Most of my linguistics texts back that up. Takes three generations for immigrants to assimilate linguistically (from a linguistic view, so cultural stuff is separate). The first speaks only their native language and a bit of the "new" language. The second generation grows up bi-lingual, and the third only learns a tad of the native tongue and most of the new language. Generalizations, but they often hold true.
Hmmm,
My parents emigrated from Sri Lanka to Australia as borderline bilinguals who struggled to understand what was being said to them when they arrived. Now, however, both of my parents speak English almost as frequently their native tongue if not more. Home conversations nowadays are split almost 50/50 Sinhalese to English.

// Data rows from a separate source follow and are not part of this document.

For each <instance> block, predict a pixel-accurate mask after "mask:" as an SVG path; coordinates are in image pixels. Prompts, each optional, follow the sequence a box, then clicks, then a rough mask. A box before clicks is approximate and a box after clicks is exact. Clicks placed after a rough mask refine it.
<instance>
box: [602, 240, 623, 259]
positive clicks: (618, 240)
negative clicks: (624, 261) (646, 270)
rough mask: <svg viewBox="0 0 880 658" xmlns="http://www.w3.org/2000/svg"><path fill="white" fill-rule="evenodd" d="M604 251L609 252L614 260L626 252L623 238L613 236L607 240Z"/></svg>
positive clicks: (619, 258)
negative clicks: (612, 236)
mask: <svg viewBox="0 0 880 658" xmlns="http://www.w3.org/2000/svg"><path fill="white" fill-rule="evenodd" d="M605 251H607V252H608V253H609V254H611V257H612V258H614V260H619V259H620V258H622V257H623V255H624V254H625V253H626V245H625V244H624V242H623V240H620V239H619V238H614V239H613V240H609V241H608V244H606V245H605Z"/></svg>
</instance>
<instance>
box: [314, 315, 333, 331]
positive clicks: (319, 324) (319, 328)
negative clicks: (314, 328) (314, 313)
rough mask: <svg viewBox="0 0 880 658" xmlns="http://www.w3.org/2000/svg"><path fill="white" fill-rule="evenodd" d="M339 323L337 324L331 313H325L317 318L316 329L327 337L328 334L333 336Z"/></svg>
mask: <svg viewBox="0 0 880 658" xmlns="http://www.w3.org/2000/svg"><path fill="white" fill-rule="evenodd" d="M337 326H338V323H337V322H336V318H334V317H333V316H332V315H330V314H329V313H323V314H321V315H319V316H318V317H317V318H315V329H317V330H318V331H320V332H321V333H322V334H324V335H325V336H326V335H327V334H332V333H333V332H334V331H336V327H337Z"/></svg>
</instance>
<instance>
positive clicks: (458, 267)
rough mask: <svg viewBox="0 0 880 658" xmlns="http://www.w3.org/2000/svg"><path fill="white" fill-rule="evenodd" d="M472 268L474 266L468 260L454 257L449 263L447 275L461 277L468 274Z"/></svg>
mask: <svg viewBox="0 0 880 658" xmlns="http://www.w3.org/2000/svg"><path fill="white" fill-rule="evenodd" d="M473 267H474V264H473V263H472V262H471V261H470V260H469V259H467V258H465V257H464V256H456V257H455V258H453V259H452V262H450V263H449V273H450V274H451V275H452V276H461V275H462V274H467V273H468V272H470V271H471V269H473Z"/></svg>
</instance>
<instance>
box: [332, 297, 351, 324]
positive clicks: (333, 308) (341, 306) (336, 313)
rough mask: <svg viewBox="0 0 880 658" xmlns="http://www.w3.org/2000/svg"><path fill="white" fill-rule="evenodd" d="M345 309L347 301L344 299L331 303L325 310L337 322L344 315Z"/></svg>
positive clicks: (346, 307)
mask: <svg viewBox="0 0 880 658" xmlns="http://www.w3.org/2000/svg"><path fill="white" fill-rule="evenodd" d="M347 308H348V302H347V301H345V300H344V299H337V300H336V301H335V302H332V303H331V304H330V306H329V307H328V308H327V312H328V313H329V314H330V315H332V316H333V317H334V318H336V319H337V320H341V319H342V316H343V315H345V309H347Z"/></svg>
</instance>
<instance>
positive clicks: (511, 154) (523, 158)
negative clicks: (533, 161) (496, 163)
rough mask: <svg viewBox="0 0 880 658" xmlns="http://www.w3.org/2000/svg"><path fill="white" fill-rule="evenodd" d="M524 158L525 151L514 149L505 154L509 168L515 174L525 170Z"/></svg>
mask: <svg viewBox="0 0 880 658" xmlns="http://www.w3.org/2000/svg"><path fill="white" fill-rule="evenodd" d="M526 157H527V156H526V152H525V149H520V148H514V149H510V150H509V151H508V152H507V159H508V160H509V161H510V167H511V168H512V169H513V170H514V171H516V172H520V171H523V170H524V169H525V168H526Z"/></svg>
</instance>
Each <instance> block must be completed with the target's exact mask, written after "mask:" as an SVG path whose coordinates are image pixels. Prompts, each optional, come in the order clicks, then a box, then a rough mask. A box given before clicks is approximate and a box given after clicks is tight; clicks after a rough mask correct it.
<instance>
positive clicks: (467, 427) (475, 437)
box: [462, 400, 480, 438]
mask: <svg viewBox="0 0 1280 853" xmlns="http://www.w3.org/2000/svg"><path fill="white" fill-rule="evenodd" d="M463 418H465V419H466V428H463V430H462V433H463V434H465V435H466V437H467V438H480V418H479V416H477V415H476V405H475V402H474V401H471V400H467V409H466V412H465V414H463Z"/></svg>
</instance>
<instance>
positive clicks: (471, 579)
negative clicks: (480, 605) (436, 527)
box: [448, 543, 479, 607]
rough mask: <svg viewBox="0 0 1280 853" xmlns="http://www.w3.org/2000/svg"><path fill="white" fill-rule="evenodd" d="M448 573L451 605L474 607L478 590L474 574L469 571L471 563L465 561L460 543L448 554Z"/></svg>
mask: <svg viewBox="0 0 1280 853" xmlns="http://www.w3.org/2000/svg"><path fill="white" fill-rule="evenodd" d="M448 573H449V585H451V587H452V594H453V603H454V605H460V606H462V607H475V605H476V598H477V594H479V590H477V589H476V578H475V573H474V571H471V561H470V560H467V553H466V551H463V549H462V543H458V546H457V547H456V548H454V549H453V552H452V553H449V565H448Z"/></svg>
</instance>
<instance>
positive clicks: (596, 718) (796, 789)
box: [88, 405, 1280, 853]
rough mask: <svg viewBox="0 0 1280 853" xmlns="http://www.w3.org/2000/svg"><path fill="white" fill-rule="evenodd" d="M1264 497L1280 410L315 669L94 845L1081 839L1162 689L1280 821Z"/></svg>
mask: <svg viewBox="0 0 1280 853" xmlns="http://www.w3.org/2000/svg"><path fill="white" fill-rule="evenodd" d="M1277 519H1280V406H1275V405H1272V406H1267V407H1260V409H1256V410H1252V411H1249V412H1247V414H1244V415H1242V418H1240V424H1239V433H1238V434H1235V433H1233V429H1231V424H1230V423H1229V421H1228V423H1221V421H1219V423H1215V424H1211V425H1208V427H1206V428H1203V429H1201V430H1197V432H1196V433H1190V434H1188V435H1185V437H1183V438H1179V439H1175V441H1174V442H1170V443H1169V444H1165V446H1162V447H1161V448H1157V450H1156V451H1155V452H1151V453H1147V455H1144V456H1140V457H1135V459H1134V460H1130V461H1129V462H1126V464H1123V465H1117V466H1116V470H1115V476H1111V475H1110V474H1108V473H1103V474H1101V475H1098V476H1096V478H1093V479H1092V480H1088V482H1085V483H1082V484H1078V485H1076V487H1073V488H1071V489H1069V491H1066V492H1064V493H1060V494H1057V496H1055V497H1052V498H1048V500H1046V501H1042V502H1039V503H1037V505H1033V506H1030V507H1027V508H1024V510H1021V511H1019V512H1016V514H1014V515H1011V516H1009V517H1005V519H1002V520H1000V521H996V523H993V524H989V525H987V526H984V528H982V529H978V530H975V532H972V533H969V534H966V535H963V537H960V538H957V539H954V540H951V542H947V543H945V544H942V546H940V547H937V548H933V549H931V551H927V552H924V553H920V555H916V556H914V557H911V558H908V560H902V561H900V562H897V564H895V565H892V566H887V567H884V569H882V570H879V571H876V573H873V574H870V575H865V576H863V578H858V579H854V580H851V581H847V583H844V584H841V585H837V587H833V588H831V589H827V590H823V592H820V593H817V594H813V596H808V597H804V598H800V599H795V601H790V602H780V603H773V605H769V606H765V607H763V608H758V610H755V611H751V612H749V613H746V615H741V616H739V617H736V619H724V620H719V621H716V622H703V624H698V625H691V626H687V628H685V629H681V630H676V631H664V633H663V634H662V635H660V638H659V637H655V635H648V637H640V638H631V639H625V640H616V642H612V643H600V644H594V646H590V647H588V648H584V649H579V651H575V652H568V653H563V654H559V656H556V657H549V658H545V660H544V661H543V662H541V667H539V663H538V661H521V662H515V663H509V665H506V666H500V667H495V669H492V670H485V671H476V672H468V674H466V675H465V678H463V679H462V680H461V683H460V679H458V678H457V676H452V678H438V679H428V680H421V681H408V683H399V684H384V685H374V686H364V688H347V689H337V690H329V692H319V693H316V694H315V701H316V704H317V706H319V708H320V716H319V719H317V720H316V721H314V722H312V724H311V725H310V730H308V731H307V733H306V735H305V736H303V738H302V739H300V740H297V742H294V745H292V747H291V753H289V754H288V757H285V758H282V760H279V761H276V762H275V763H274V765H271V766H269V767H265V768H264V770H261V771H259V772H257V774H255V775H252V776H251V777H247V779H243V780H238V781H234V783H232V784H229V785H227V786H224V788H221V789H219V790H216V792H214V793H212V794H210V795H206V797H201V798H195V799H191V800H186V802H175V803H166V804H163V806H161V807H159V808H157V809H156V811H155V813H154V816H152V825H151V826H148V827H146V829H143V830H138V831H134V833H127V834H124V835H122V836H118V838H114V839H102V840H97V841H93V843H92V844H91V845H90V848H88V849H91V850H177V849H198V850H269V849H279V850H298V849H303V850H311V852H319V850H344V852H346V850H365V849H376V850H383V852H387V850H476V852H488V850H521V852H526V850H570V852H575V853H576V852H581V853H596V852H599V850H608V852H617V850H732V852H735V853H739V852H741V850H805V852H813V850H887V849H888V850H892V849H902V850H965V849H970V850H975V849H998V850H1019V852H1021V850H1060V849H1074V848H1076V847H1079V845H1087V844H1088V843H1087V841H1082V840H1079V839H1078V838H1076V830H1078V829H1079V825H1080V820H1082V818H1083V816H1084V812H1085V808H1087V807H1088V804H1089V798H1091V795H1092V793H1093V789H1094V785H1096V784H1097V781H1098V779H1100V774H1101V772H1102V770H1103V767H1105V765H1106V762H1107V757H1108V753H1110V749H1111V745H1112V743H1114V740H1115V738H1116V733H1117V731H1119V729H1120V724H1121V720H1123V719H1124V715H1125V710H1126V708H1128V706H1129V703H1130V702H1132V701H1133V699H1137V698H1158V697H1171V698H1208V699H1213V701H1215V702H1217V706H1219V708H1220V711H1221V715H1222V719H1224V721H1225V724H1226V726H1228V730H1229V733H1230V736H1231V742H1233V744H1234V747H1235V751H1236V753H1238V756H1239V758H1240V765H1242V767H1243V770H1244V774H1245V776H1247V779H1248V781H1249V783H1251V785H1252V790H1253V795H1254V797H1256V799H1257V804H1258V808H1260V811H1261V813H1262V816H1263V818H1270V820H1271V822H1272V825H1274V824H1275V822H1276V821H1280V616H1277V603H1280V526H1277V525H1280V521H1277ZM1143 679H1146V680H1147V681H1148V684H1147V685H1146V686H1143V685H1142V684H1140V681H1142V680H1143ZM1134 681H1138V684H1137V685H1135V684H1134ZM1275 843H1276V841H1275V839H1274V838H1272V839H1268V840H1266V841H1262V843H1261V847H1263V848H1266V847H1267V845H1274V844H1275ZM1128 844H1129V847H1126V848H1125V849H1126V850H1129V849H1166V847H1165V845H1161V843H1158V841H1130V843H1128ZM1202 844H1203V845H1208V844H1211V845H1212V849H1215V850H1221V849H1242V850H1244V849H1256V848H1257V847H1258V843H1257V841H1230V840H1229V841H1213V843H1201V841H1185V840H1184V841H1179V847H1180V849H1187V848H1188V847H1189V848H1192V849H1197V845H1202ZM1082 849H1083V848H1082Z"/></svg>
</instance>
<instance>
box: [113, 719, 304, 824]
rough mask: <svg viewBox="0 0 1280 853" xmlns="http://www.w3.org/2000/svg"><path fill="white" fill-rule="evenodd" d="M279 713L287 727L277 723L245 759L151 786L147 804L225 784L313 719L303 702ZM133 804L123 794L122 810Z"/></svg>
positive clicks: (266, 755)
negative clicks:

I was (kind of) bilingual during my earlier childhood and originally spoke Sinhalese far more frequently (and probably more competently) than English, though I can only write in English. As I got older and grew up in an English-speaking educational system, that reversed to the point where I can top the first semester English exam for the year and understand about 50% of Sinhalese in general (about 95% of what my parents say to me) and lack the ability to actually speak the language in a sensible manner (with my accent making it hard to pronounce several of the more common sounds).
My younger sister on the other hand fits into what looks to be by that statement, someone who's a third generation immigrant. She's grown up speaking English and learned how to read and write in it after I taught her some of the basics prior to her entering school (much to the surprise of her teachers and classmates

). In contrast to this, she doesn't recognise more than about 50-60 words of Sinhalese and doesn't speak the language at all.
I'd say my parents fit more into what you'd call the second generation of immigrants, however.